Sa tête et son cou étaient les seules parties de son corps qui ne touchaient pas le sol. Elles faisaient presque un angle droit avec le corps, comme la tête d'un cobra qui va bondir.
C'était d'un fantastique terrifiant.
Au centre de la pièce, sur le sol de terre nue, était posé un large et profond bassin de cuivre au centre duquel flottait une lueur d'un bleu vert pâle, comme celle d'un feu follet.

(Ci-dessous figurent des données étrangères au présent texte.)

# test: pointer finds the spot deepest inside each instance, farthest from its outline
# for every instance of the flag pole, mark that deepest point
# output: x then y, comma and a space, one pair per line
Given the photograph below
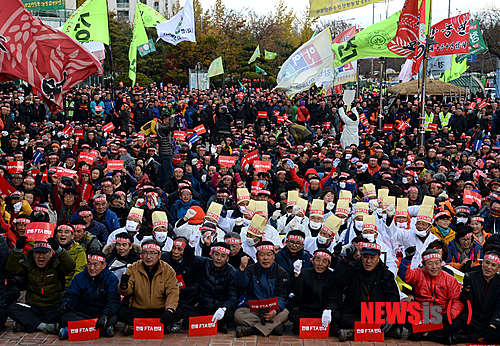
421, 138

L'homme fit trois fois le tour de ce bassin au moyen de contorsions du corps.
Comment y parvint-il, je ne sais.
Je voyais bien les muscles onduler le long de l'épine dorsale, et se déprimer ensuite, mais je n'apercevais aucun autre mouvement.
On eût dit qu'il n'y avait plus dans ce corps que la tête de vivante, avec les phases lentes de soulèvement et d'affaissement des muscles du dos qui travaillaient péniblement.
Janoo, assise sur le lit, respirait soixante-dix fois par minute.
Le vieux Suddhoo, cherchant de ses doigts la boue qui était entrée dans sa barbe blanche, pleurait tout seul.